市場現況:

  市面上的報紙雜誌,可歸納為綜合型、政經為主、娛樂消閒、專門趣味等四方面,其中前三者的讀者人數較廣,但這絕非SEE雜誌所選取的方向;至於專門趣味之中,坊間近年亦出現不少郊遊及釣魚等較接近鼓勵環保、提倡欣賞大自然的雜誌,它們一般以實用及消閒見稱,為讀者提供個人或身邊三五知己的生活樂趣,不失為大眾傳媒中一泓清泉,也是香港人在不斷升溫的石屎森林內生活偶然來的一口冰淇淋。

  至於開宗名義提倡可持續發展的雜誌,市面上則乏善足陳,原因或許與其西化的中文翻譯造成有關名詞過於抽象,以及專業或學術界一直以系統化解說卻遠離群眾的公民教育有關;可持續發展這個題目,由是成為本港發展蓬勃的大眾傳媒中一裂缺口。

傳媒的角色與局限:

  其實,專業或學術界以系統化解說可持續發展也無可厚非,此舉實為可持續發展方向提供了一個上層的理論,也是為社會上有志實踐可持續發展的人士及機構提供可參考的論據,然而對於每天營營役役工作的社會大眾可說,可持續發展似乎仍難以觸及,兩者有如時空交錯無法遇見。 

  前年在南非舉行的地球高峰會上,印度公共資訊部門的主管Shashi Tharoor便指出,傳媒是有能力影響市民甚至政客的思想與行為。

The power of the media was its capacity to influence how people and politicians thought and acted, Shashi Tharoor, Interim Head of the Department of Public Information (DPI) said.’
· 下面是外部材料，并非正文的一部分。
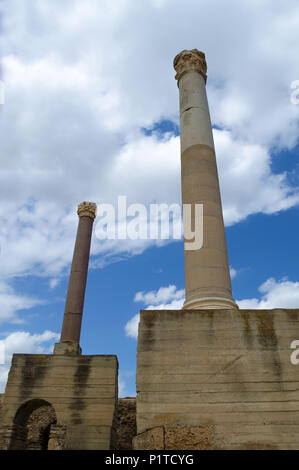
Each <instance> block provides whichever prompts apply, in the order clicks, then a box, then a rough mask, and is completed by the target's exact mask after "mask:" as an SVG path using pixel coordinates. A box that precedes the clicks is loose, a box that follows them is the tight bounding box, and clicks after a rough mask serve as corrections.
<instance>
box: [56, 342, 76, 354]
mask: <svg viewBox="0 0 299 470" xmlns="http://www.w3.org/2000/svg"><path fill="white" fill-rule="evenodd" d="M53 354H55V355H60V356H81V354H82V349H81V348H80V345H79V343H73V342H72V341H65V342H64V343H55V344H54V351H53Z"/></svg>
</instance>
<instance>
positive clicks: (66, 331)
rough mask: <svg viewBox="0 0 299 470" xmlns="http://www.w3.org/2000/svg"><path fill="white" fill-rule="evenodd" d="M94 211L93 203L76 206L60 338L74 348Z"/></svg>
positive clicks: (86, 272)
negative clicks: (75, 219) (77, 219)
mask: <svg viewBox="0 0 299 470" xmlns="http://www.w3.org/2000/svg"><path fill="white" fill-rule="evenodd" d="M96 209H97V206H96V204H94V203H93V202H81V204H79V206H78V216H79V224H78V230H77V237H76V244H75V248H74V254H73V261H72V268H71V274H70V280H69V286H68V292H67V298H66V303H65V311H64V318H63V325H62V330H61V338H60V343H70V344H71V345H74V347H77V346H78V347H79V341H80V333H81V322H82V313H83V305H84V296H85V288H86V280H87V271H88V262H89V253H90V243H91V234H92V226H93V221H94V219H95V217H96ZM56 346H57V345H56ZM58 349H59V350H61V348H59V347H58V348H57V347H56V350H58ZM54 352H57V351H55V350H54Z"/></svg>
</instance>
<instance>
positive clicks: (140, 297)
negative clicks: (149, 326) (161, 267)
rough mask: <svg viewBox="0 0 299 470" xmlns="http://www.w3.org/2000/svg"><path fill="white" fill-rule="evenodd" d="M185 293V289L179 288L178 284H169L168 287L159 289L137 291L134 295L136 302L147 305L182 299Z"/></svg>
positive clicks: (134, 301) (155, 304) (156, 303)
mask: <svg viewBox="0 0 299 470" xmlns="http://www.w3.org/2000/svg"><path fill="white" fill-rule="evenodd" d="M184 294H185V290H184V289H179V290H178V289H177V287H176V286H174V285H169V286H168V287H160V289H158V290H157V291H150V292H137V293H136V295H135V297H134V302H142V303H143V304H145V305H149V304H152V305H158V304H165V303H169V302H172V301H177V300H181V299H182V298H183V297H184Z"/></svg>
  然而現實是,傳媒報導或觸及可持續發展的卻不多,香港衛視新聞及公共關係部副主席Jim Laurie,在該次會議上便指,2001年其轄下60次雜誌式報導中,只有不足十分一的時間,他們曾嚐試觸及可持續發展這個題目。
 
Mr. Mark Tully, former Bureau Chief, BBC在去年印度舉行的21世紀全球可持續發展會議上,則分析原因是社會沒有題材可報導,傳媒因而無法自製新聞,他認為"media are only carriers of messages"。Dr Guy Sorman, writer, economist and a professor of political science at Paris University當時也有類似的看法,他認為政客或政府不重視可持續發展,傳媒也只會跟隨政府的既定政策方針而發掘新聞。

市場定位:

S+E+E雜誌,則是以傳媒人身份基於不盡相同的觀念而出現的實驗舞台。

主流的報紙雜誌要是經常談及一些無即時影響的課題,似乎是沒有新聞觸角的代名詞,這亦是經營壓力下不容有失的現實處境所使然,但問題不在於可持續發展令人無話可說,無味無趣,無人選讀,關鍵似乎是如何表達和演譯,以及有關傳媒對有形和無形回報抱多大的期望。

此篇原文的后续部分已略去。